As for the treatment he received, it would have depended on exactly why he was sent to the camp. There was a distinct hierarchy within the German concentration camp system, based on the prisoners' nationality, race, and reason for imprisonment, with Germans, particularly those arrested for non-political crimes, at the top and Jews obviously at the bottom. Roma (Gypsies) and Soviet POWs were also treated poorly; fewer than 3,000 of the 23,000 Roma brought to Auschwitz survived, and almost all of the 15,000 Soviet POWs brought to Auschwitz had died by spring 1942, with fewer than 100 surviving until liberation. So-called "asocial" groups like Jehovah's Witnesses and gay men were also low on the hierarchy and were severely mistreated, sometimes even by other prisoners.

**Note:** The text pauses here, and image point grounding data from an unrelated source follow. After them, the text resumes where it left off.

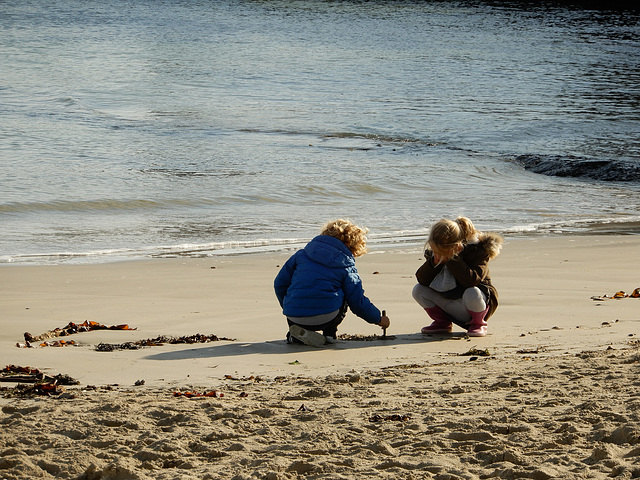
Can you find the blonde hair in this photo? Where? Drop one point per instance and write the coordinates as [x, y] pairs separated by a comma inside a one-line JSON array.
[[353, 236], [449, 236]]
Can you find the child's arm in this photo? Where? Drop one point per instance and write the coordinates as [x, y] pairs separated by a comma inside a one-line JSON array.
[[283, 279], [356, 299], [471, 272]]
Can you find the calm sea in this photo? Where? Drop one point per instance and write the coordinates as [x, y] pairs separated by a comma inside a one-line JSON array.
[[158, 128]]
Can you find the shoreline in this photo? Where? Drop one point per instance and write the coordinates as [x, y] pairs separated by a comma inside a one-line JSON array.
[[556, 395], [545, 287]]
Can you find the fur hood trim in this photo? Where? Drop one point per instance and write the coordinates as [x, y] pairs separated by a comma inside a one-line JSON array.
[[492, 243]]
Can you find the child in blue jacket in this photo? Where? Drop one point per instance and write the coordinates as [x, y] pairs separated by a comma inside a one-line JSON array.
[[317, 284]]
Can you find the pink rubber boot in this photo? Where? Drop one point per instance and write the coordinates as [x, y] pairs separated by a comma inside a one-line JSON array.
[[441, 321], [478, 326]]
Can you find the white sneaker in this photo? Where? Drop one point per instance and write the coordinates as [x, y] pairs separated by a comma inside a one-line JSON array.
[[308, 337]]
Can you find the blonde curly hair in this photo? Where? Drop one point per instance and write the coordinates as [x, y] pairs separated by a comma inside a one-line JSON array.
[[353, 236], [448, 237]]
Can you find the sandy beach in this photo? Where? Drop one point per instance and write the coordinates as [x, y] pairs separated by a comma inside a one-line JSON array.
[[552, 392]]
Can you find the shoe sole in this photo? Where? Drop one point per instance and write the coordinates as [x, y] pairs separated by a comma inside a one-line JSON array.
[[441, 330], [308, 337]]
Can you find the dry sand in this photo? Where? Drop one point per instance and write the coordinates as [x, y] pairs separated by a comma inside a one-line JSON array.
[[557, 396]]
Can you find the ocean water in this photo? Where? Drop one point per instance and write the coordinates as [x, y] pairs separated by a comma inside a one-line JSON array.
[[192, 127]]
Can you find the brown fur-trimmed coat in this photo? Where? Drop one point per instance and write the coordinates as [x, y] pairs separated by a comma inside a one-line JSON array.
[[470, 268]]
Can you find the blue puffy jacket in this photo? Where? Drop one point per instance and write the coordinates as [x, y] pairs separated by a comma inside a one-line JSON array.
[[317, 279]]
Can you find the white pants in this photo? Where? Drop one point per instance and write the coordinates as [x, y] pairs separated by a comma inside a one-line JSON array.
[[459, 308]]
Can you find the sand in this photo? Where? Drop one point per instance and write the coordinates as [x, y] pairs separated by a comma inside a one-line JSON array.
[[552, 392]]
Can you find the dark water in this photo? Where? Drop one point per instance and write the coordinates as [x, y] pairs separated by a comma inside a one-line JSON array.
[[144, 128]]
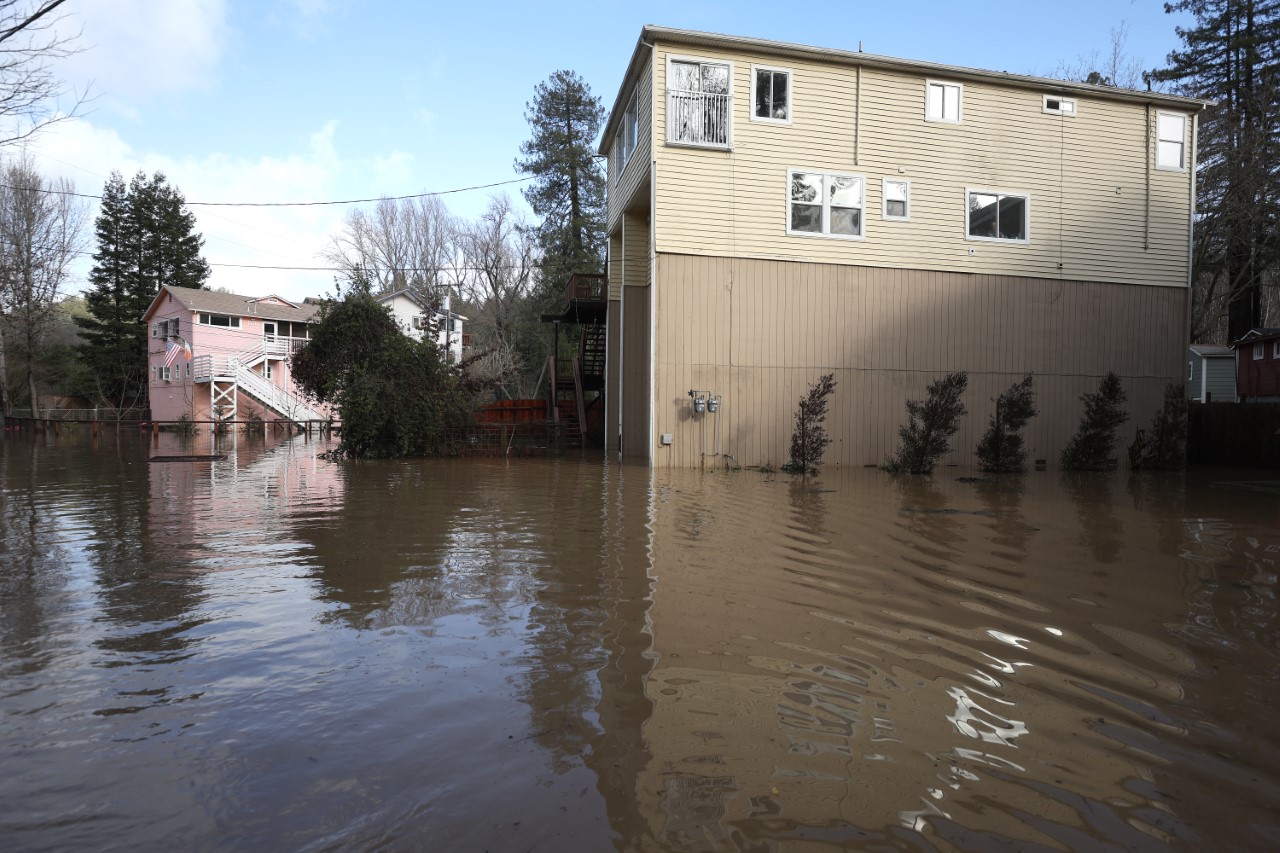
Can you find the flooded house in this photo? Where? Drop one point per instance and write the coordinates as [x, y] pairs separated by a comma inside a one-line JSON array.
[[215, 355], [778, 211]]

Non-Jewish forced laborers fit somewhere in the middle of this hierarchy. They would have received somewhat better treatment than the Jewish prisoners and other groups further down on the hierarchy, but were still forced to live under a harsh regime, working twelve hours a day, six days a week, in factories and farms; living in poorly-constructed, unsanitary barracks; and receiving insufficient food (usually no more than watery soup and a small amount of bread) and medical care that led to widespread malnutrition and disease. It's hard to be more precise without knowing exactly where your grandfather was and why, but the conditions in the forced labor camps within the Auschwitz system were always bad, and got even worse toward the end of the war as the strain on Nazi Germany's resources increased. Even though the non-Jewish laborers weren't the target of a program of industrialized mass-murder, they were still treated very badly, and more than 10,000 of them died in Auschwitz and its various subcamps.

Sources:

Wacław Długoborski and Franciszek Piper, eds., Auschwitz, 1940-1945: Central Issues in the History of the Camp (Auschwitz-Birkenau State Museum, 2000), 5 vols.

Debórah Dwork and Robert Jan Van Pelt, Auschwitz (W. W. Norton, 2002)

In addition, the USHMM Holocaust Encyclopedia has an article on prisoner tattoos that might be of interest to you.